Talk about a public relations coup for mobile payments firm Dwolla Corp.

Actor Ashton Kutcher–famous for his acting career ("Two and a Half Men," "That '70s Show," "Dude, Where's My Car?") and his support of technology companies–has agreed to invest in the Des Moines, Iowa-based company. He already is talking it up in videos and on Twitter.

Kutcher did not say how much he invested but showed a zeal for his investments that might make Warren Buffett blush.

"The entire financial system is broke, and it's proving that every day," Kutcher said in an interview with The Des Moines Register on Tuesday. The system fosters credit card debt, fraud, identity theft and massive fees for moving money, he said.

"Companies that are doing that are just extracting value from people's pockets," he said. "Fixing that makes me passionate."

"I want to build a killer (bleeping) company in Iowa and put a bunch of people to work here," said Kutcher, who lives in Iowa. "That could happen with this company.

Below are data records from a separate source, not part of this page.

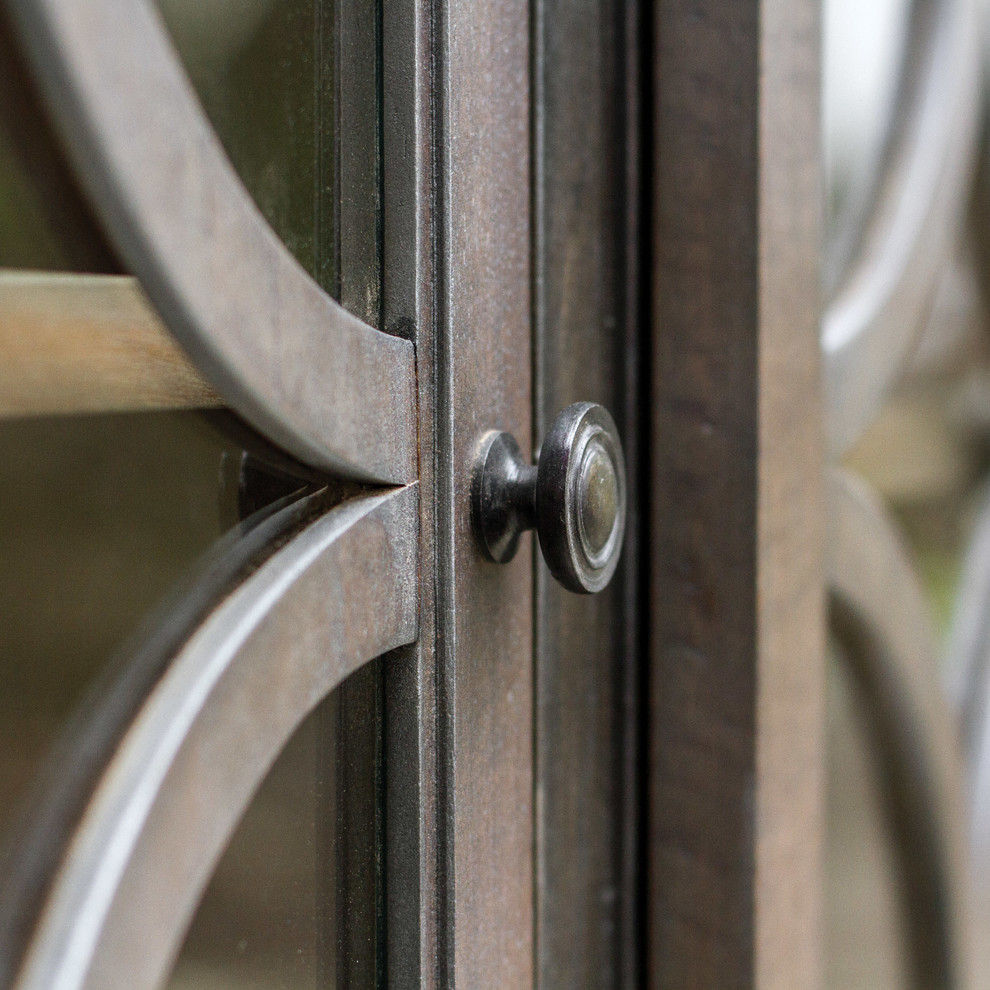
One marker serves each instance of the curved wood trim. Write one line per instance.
(315, 379)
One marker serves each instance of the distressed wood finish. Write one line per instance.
(89, 343)
(483, 372)
(587, 654)
(737, 640)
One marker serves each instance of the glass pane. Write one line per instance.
(254, 66)
(295, 902)
(863, 54)
(99, 517)
(865, 926)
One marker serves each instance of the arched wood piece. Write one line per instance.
(880, 619)
(341, 593)
(312, 377)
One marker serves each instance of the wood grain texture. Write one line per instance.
(736, 693)
(88, 343)
(484, 373)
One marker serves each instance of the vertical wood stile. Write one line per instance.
(737, 641)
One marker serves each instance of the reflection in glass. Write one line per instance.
(863, 49)
(296, 900)
(258, 924)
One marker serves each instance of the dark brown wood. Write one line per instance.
(737, 640)
(586, 329)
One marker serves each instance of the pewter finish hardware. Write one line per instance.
(575, 497)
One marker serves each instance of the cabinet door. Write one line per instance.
(378, 233)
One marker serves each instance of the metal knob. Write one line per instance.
(575, 497)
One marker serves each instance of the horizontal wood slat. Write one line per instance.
(88, 343)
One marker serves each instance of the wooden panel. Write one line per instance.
(88, 343)
(484, 372)
(586, 341)
(737, 641)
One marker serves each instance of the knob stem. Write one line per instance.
(575, 497)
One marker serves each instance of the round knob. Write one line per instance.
(575, 497)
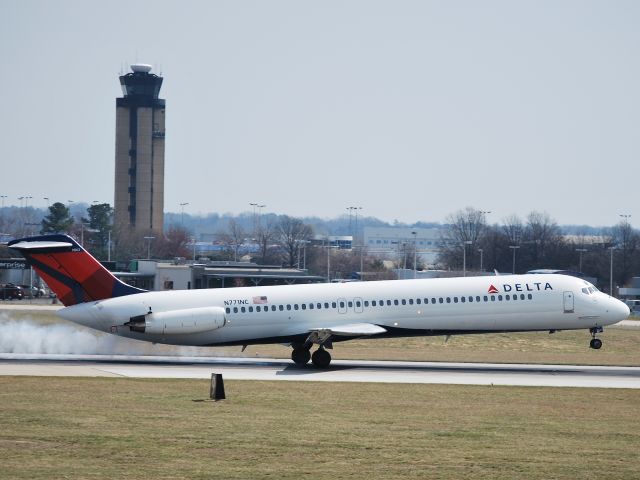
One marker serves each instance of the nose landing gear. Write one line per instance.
(595, 343)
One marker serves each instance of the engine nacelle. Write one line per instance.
(188, 320)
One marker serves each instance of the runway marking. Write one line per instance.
(340, 370)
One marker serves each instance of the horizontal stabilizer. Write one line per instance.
(27, 245)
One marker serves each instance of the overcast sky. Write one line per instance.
(409, 109)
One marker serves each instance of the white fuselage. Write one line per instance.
(283, 314)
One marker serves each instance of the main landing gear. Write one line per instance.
(301, 355)
(595, 343)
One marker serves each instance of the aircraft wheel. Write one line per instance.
(300, 356)
(321, 358)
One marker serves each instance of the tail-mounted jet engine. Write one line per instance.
(189, 320)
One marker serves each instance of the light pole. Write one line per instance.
(182, 205)
(256, 220)
(356, 229)
(611, 249)
(149, 238)
(415, 255)
(351, 209)
(464, 256)
(580, 251)
(514, 248)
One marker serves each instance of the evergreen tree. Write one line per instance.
(99, 223)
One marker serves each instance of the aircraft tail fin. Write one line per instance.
(71, 272)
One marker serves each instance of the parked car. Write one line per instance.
(32, 291)
(11, 291)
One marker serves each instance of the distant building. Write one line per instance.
(139, 176)
(398, 240)
(153, 275)
(341, 242)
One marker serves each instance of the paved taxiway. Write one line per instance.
(340, 370)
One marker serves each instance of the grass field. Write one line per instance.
(55, 428)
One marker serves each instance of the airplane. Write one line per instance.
(315, 314)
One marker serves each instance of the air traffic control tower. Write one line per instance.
(139, 179)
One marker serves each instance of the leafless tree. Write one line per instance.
(291, 232)
(232, 238)
(464, 230)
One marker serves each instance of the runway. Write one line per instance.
(340, 370)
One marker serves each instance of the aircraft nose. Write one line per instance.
(617, 310)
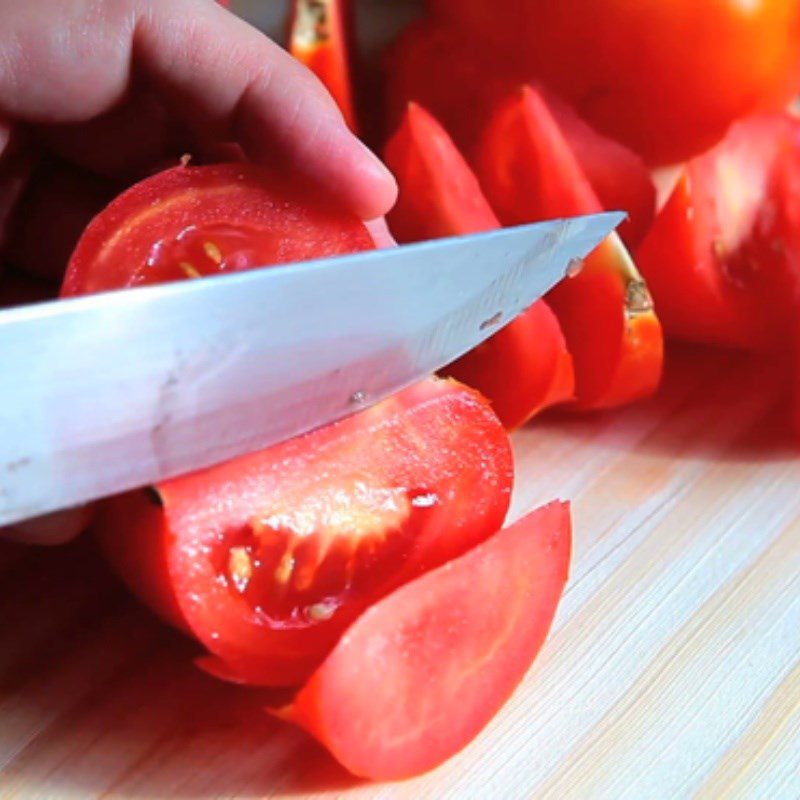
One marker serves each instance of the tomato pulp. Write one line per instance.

I think this company could employ hundreds of people within the next couple of years."

Kutcher was suspected to have contributed to the Des Moines company's February funding round, which was led by Union Square Ventures and raised $5 million. He first confirmed his involvement Tuesday in an interview with Kutcher made the investment through his venture capital fund, A-Grade Investments.

Ben Milne, the chief executive of Dwolla, and Kutcher talked about the investment in a Silicon Prairie News webcast that aired April 10.

"Ashton invested in Dwolla, which we think is pretty sweet," said Milne, who wore flip-flops and a hoody.

Kutcher's investment firm, A-Grade Investments, already has invested in about 40 tech companies, including Foursquare, Zaarly and Skype. In the Silicon Prairie interview, Kutcher said the firm invests in companies that solve problems, mostly consumer companies.

"If you look at the global economy and what's happening with Occupy Wall Street and what's happening on the streets and the credit card crisis across the country, it's all fine to carry a poster and complain about it and tell a CEO he should be getting paid less, but who's actually doing something to solve that problem?" Kutcher said.

Dwolla "actually presented a realistic, real-world solution to an antiquated architecture in finance that just has to go. … When it does become the standard–and it will because the minority will always become the majority–it's a company that will be very valuable and help people in their lives and put money back in people's pockets and I like that."

Dwolla provides a mechanism for mobile payments that charges 25 cents per transaction.

Kutcher will not hold a board seat or have any role in Dwolla's day-to-day operations.

Milne and Kutcher met through a mutual friend, Bo Fishback, the CEO of the digital marketplace Zaarly, another company Ashton's firm has invested in. They got together over Thanksgiving, first at Kutcher's brother's house, and later in Kutcher's father’s garage.

"I had to go to Target to get a white board," Milne says.

Kutcher has more than 10 million followers on his Twitter account and 12.2 million "likes" on Facebook.

Milne told the Register that he has gotten helpful advice from Kutcher.

"I just try to make myself available," Kutcher said. "I end the day with my inbox at zero."